Esta celebração tem um nome muito belo: o Evangelho da Vida. Com esta Eucaristia, no Ano da Fé,
queremos agradecer ao Senhor pelo dom da vida, em todas as suas
manifestações, e ao mesmo tempo queremos anunciar o Evangelho da Vida.
Partindo da Palavra de Deus que escutámos, gostava de vos propor
simplesmente três pontos de meditação para a nossa fé: primeiro, a
Bíblia revela-nos o Deus Vivo, o Deus que é Vida e fonte da vida;
segundo, Jesus Cristo dá a vida e o Espírito Santo mantém-nos na vida;
terceiro, seguir o caminho de Deus leva à vida, ao passo que seguir os
ídolos leva à morte.
1. A primeira leitura, tirada do Segundo Livro de Samuel, fala-nos de
vida e de morte. O rei David quer esconder o adultério cometido com a
esposa de Urias, o hitita, um soldado do seu exército, e, para o
conseguir, manda colocar Urias na linha da frente para ser morto em
batalha. A Bíblia mostra-nos o drama humano em toda a sua realidade, o
bem e o mal, as paixões, o pecado e as suas consequências. Quando o
homem quer afirmar-se a si mesmo, fechando-se no seu egoísmo e
colocando-se no lugar de Deus, acaba por semear a morte. Exemplo disto
mesmo é o adultério do rei David. E o egoísmo leva à mentira, pela qual
se procura enganar a si mesmo e ao próximo. Mas, a Deus, não se pode
enganar, e ouvimos as palavras que o profeta disse a David: Tu
praticaste o mal aos olhos do Senhor (cf. 2 Sam 12, 9). O rei
vê-se confrontado com as suas obras de morte– na verdade o que ele fez é
uma obra de morte, não de vida! –, compreende e pede perdão: «Pequei
contra o Senhor» (v. 13); e Deus misericordioso, que quer a vida e
sempre nos perdoa, perdoa-lhe, devolve-lhe a vida; diz-lhe o profeta: «O
Senhor perdoou o teu pecado. Não morrerás». Que imagem temos de Deus?

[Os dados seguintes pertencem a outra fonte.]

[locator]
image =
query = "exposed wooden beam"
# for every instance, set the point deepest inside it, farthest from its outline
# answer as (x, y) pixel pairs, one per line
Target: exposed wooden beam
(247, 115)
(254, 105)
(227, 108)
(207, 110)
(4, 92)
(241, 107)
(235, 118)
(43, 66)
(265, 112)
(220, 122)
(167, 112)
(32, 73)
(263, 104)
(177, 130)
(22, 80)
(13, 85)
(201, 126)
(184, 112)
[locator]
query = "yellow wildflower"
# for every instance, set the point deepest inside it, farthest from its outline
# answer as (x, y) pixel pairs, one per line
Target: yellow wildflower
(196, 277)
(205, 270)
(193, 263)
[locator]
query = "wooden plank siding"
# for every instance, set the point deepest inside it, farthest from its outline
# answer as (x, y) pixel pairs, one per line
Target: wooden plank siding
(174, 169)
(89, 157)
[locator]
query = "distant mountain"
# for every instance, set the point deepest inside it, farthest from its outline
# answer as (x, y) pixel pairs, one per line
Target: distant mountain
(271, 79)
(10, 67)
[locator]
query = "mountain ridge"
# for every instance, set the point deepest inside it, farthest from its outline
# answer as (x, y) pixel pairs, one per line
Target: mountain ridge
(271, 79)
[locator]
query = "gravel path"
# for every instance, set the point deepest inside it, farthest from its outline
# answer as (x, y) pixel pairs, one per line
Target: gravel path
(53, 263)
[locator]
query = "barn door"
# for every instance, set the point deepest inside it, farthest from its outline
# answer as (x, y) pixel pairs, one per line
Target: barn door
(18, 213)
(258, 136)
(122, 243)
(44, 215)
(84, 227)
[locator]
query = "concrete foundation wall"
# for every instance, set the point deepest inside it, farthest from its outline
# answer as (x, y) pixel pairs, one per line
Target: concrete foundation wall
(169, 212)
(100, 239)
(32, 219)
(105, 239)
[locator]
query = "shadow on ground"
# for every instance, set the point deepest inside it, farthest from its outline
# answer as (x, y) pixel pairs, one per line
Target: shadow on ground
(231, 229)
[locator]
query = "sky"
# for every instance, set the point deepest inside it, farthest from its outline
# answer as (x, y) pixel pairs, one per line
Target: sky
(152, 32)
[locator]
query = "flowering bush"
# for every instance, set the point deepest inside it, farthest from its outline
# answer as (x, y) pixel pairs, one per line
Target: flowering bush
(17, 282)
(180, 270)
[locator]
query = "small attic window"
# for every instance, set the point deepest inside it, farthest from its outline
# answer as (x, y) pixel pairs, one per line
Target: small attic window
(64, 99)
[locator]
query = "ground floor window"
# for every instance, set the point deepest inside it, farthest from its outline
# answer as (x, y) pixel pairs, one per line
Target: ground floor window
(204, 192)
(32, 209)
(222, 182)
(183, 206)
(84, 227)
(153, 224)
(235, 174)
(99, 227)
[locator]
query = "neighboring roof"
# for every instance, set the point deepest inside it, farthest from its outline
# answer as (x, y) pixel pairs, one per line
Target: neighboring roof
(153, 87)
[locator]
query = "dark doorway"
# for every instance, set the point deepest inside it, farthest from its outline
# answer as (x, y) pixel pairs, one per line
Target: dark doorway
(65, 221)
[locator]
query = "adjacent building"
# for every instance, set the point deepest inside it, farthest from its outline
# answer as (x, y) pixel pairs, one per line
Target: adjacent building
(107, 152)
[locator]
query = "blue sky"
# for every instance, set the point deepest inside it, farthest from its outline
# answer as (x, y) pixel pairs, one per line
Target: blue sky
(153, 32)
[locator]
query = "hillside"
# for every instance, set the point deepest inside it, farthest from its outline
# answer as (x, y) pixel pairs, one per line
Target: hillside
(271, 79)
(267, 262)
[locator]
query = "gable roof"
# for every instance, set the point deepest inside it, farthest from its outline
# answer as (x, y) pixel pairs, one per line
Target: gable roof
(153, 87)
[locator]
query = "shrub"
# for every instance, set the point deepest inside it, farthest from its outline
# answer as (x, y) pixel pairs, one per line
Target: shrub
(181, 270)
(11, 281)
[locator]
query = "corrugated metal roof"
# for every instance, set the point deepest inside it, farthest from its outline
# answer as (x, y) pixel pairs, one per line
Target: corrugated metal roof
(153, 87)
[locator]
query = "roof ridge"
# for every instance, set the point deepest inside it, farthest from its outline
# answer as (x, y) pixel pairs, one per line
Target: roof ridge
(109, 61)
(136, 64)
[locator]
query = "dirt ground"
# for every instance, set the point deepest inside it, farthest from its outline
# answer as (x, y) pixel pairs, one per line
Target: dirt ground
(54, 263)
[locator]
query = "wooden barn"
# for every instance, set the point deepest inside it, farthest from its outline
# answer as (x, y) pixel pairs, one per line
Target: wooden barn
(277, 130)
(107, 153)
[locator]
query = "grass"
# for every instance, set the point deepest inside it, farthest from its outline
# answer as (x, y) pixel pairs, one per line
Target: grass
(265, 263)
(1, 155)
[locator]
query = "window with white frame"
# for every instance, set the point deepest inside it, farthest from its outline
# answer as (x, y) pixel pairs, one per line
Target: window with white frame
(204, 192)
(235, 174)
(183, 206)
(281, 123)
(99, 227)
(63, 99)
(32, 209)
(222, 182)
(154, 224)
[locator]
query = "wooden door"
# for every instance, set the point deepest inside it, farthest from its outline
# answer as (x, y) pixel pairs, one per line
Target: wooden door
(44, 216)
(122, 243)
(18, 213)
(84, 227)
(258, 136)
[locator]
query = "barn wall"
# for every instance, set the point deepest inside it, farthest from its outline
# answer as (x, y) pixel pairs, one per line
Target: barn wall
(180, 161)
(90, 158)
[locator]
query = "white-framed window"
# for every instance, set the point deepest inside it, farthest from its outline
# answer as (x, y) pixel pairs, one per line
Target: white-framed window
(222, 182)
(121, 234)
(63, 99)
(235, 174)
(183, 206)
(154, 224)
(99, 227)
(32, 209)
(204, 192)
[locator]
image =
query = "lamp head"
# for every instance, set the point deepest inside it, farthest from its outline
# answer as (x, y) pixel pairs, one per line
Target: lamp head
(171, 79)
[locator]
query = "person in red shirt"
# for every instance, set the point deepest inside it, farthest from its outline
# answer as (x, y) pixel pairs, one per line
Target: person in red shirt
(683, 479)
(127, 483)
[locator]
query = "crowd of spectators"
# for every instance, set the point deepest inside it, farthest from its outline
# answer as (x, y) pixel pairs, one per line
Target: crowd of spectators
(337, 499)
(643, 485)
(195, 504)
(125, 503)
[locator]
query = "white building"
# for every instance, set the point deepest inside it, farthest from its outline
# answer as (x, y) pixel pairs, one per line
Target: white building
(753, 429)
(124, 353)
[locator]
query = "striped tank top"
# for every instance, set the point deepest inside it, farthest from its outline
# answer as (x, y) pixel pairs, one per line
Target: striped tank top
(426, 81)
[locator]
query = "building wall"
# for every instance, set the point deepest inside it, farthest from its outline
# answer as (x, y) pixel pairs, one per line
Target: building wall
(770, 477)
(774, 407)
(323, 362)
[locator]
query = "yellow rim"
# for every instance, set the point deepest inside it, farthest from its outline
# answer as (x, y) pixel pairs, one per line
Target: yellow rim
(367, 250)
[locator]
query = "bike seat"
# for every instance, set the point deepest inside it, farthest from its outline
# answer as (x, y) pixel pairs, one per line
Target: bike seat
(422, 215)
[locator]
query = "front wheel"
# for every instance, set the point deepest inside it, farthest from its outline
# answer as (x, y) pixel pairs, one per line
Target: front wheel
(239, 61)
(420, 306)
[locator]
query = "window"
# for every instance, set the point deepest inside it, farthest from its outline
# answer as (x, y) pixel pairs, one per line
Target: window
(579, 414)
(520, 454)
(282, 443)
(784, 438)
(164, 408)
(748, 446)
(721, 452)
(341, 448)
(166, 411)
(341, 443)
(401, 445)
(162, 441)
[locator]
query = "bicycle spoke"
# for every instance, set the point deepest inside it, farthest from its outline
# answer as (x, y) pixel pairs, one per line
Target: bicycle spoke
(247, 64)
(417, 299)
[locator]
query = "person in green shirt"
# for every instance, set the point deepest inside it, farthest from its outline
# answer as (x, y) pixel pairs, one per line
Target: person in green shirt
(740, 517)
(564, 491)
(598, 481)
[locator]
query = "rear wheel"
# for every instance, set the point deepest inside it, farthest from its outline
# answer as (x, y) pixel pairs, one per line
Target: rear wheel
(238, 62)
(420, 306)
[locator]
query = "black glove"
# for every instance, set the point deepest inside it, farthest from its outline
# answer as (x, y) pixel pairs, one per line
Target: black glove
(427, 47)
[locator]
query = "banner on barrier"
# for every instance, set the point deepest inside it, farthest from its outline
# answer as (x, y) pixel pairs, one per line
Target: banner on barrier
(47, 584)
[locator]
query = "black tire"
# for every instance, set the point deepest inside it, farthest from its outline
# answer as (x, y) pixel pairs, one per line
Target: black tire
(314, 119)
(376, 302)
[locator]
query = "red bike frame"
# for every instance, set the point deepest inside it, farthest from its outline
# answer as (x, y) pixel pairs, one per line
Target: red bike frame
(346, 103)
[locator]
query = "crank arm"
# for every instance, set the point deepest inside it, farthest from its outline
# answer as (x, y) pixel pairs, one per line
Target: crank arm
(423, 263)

Quem sabe se nos aparece como um juiz severo, como alguém que limita a
nossa liberdade de viver?! Mas toda a Escritura nos lembra que Deus é o
Vivente, aquele que dá a vida e indica o caminho da vida plena. Penso no
início do Livro do Génesis: Deus plasma o homem com o pó da
terra, insufla nas suas narinas um sopro de vida e o homem torna-se um
ser vivente (cf. 2, 7). Deus é a fonte da vida; é devido ao seu
sopro que o homem tem vida, e é o seu sopro que sustenta o caminho da
nossa existência terrena. Penso também na vocação de Moisés, quando o
Senhor Se apresenta como o Deus de Abraão, de Isaac e de Jacob, como o
Deus dos viventes; e, quando enviou Moisés ao Faraó para libertar o seu
povo, revela o seu nome: «Eu sou aquele que sou», o Deus que Se torna
presente na história, que liberta da escravidão, da morte e traz vida ao
povo, porque é o Vivente. Penso também no dom dos Dez Mandamentos: uma
estrada que Deus nos indica para uma vida verdadeiramente livre, para
uma vida plena; não são um hino ao «não» – não deves fazer isto, não
deves fazer aquilo, não deves fazer aqueloutro… Não! – São um hino ao
«sim» dito a Deus, ao Amor, à vida. Queridos amigos, a nossa vida só é
plena em Deus,porque só Ele é o Vivente!
2. A passagem do Evangelho de hoje permite-nos avançar mais um passo.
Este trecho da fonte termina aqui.